The fact that it is now being criticised as inconsistent with social norms will only strengthen its appeal. Nothing strengthens group bonds better than an us-and-them narrative.

The media of course like — more correctly need — to have it both ways. The feeding frenzy of the last week can’t go on for media dependent on rugby league — primarily the Nine Network, where the league rights are one of the few decent assets on the books of the debt-laden foreign funds who own the network, and the Telegraph.

Already there’s talk of Matthew Johns’s rehabilitation, his transformation into a sort of “Just Say No” Ambassador for non-multiple partner s-x, and a “hate the sin, love the sinner” insistence on how league will survive and prosper despite the turmoil of the last week. There’s an emerging eagerness to move on, lessons learned, resolve to do better from here on etc etc in the same way every other scandal has been overcome.

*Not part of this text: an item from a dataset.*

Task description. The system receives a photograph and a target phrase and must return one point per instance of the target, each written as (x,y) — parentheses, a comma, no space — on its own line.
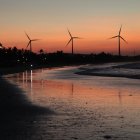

Nine did its bit, too, countering Tracy Grimshaw’s aggressive probing of Johns (who’d have thought the year’s most incisive interview would be on ACA?) with “revelations” that the young woman in the New Zealand incident was bragging about it afterwards, similar to the irrelevant “scoop” from Danny Weidler that the father of the woman allegedly assaulted by Manly’s Brett Stewart had been convicted of fraud. Between Phil Gould’s tears and the speculation over which of Johns’s teammates were involved, the saga is a gift that keeps on giving to Nine. The media never lose.